Generative artificial intelligence tools may already be helping scammers steal your data quicker, experts say.
Phishing emails work by impersonating an official email and tricking readers into clicking a link to malware or giving away their personal passwords.
And text-based AI chatbots like ChatGPT are built for impersonating people, making them incredibly useful time-saver for phishers who need a convincing email.
How AI Is Improving Phishing Email: Better Spelling, Longer Messages
Cybersecurity experts at the UK firm Darktrace say that “data suggests” an increasing number of phishing emails are written by AI bots.
The result is better grammar and spelling, as well as longer messages — essentially the removal of any giveaways that people could once rely on to signal they were reading a fake email. Automatic spam filters may also fail to spot these new types of spam email as well.
“Even if somebody said, ‘don’t worry about ChatGPT, it’s going to be commercialized,’ well, the genie is out of the bottle. What we think is having an immediate impact on the threat landscape is that this type of technology is being used for better and more scalable social engineering: AI allows you to craft very believable ‘spear-phishing’ emails and other written communication with very little effort, especially compared to what you have to do before.” –Max Heinemeyer, chief product officer at Darktrace
A new warning, issued from European agency Europol, relies on these findings from firms like Darktrace to highlight AI as a new threat in the world of phishing emails.
Interestingly, AI chatbots like ChatGPT come with safeguards aimed at preventing them from being used for criminal actions, but these can be overridden easily. Users simply talk to the chatbot as if it’s a person, convincing it to go against its own programming with a flimsy excuse: Cybersecurity firm Check Point says it was able to trick ChatGPT into generating a phishing email by telling the chatbot that it was creating the email template in order to help with an employee awareness program.

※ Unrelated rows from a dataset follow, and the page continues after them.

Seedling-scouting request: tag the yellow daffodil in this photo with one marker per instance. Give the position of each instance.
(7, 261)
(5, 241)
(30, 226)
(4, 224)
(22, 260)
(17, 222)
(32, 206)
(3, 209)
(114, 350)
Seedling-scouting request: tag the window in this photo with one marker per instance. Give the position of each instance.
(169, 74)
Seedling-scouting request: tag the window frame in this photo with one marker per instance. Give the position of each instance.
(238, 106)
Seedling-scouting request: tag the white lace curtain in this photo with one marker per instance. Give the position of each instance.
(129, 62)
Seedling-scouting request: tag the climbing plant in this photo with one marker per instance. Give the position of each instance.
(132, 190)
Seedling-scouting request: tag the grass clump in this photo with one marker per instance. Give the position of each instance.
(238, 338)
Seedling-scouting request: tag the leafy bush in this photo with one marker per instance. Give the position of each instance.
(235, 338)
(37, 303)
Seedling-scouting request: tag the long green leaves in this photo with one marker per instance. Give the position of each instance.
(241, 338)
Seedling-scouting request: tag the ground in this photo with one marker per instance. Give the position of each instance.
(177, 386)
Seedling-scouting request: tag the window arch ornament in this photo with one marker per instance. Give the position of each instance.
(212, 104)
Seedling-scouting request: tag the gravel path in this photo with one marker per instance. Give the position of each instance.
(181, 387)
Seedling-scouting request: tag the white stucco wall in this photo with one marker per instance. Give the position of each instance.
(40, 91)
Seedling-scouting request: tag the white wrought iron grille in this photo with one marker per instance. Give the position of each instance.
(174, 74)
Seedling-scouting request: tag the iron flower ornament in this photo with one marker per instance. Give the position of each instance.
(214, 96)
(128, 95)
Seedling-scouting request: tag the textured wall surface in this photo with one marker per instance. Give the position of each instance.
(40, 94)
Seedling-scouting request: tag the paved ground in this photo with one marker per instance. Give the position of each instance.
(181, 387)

These emails are already a huge concern in the business world, too: The official term for phishing in a business context, “Business email compromise,” accounted for 19,954 complaints and a total lost value of $2.4 billion in 2021 alone.
Will AI Change the World?
We’ve talked about the power of AI technology for decades, and businesses have used machine learning algorithms for years. But recent advancements have brought new forms of text and image AI programs to mainstream audiences, and they’re better than ever.
In the end, AI is just a tool. It won’t make the world worse, but it can speed up the ways in which the world isn’t doing so great currently.
Businesses are already using them to do what businesses do under capitalism: Cut costs by replacing workers whenever possible. AI chatbots are already writing travel guides at Buzzfeed and helping code websites, among many other business uses. A recent report from Goldman Sachs predicts up to 300 million jobs, or 7% of jobs in the US, could be replaced with generative AI.
Hopefully, none of those 300 million people will fall for an AI-powered phishing email while job-seeking — that’s just salt on the wound.